Aunque no sabemos qué fue lo que realmente sucedió, lo cierto es que los nombres de san Cesario y san Julián figuran en los martirologios primitivos. En Roma hubo desde el siglo VI una iglesia consagrada a San Cesáreo, que es actualmente un título cardenalicio. Dado que las actas son enteramente ficticias, lo único que puede asegurarse (y esto tan sólo por los vestigios de una iglesia primitiva) es que existió y fue mártir. El Martirologio Romano actual ha conservado el nombre de san Cesáreo, pero no el de su compañero Julián, ni la caracterización de Cesáreo como diácono.

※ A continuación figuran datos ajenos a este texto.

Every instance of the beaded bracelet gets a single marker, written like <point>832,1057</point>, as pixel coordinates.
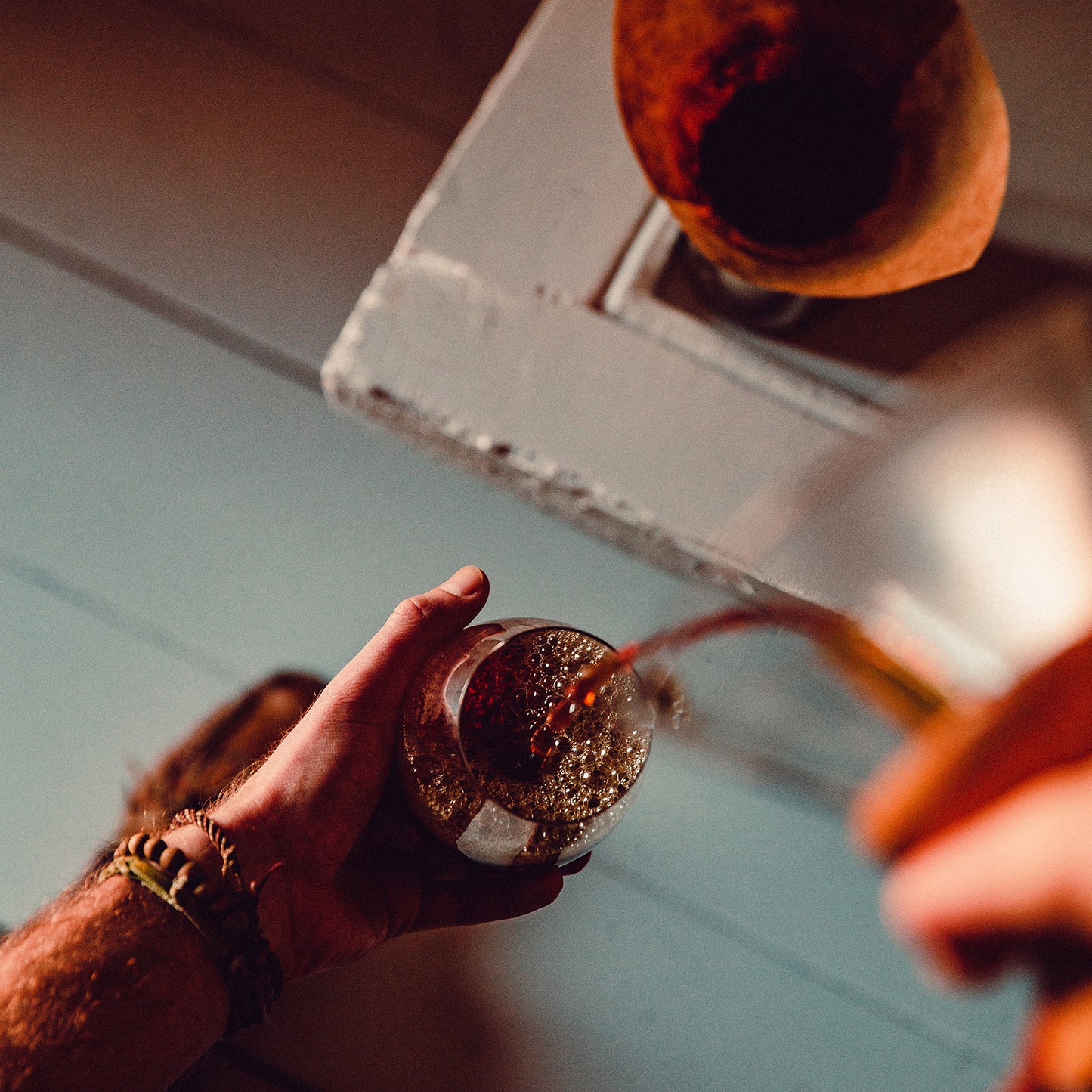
<point>226,918</point>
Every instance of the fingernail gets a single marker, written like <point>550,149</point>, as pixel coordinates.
<point>466,581</point>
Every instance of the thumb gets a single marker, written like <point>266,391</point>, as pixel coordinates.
<point>373,682</point>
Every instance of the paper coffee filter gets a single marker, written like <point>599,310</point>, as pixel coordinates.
<point>679,63</point>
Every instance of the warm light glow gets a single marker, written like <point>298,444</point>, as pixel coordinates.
<point>1010,500</point>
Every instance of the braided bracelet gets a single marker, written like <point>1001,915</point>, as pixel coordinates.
<point>226,918</point>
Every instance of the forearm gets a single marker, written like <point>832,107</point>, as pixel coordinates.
<point>107,988</point>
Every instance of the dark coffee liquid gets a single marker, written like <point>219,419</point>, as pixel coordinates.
<point>800,159</point>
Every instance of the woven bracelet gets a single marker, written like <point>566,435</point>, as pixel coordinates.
<point>226,918</point>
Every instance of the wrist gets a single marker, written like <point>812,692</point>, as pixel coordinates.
<point>258,869</point>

Véase Acta Sanctorum, nov., vol. I, donde hay cuatro diferentes versiones de las actas y la paráfrasis griega de una de ellas. La iglesia de San Cesario está en el Palatino. Se ha dicho que fue erigida en ese barrio imperial porque el nombre del santo recordaba el de les césares. Véase Delehaye, Origines du culte des martyrs. pp. 308-409; Lanzoni, Rivista di archeologia cristiana, vol. I, pp. 146.148; Duchesne, Nuovo bullettino di arch. crist., 1900, pp. 17 ss.; y J. P. Kirsch, Des Stadtrrömische Fest-Kalender, p. 203.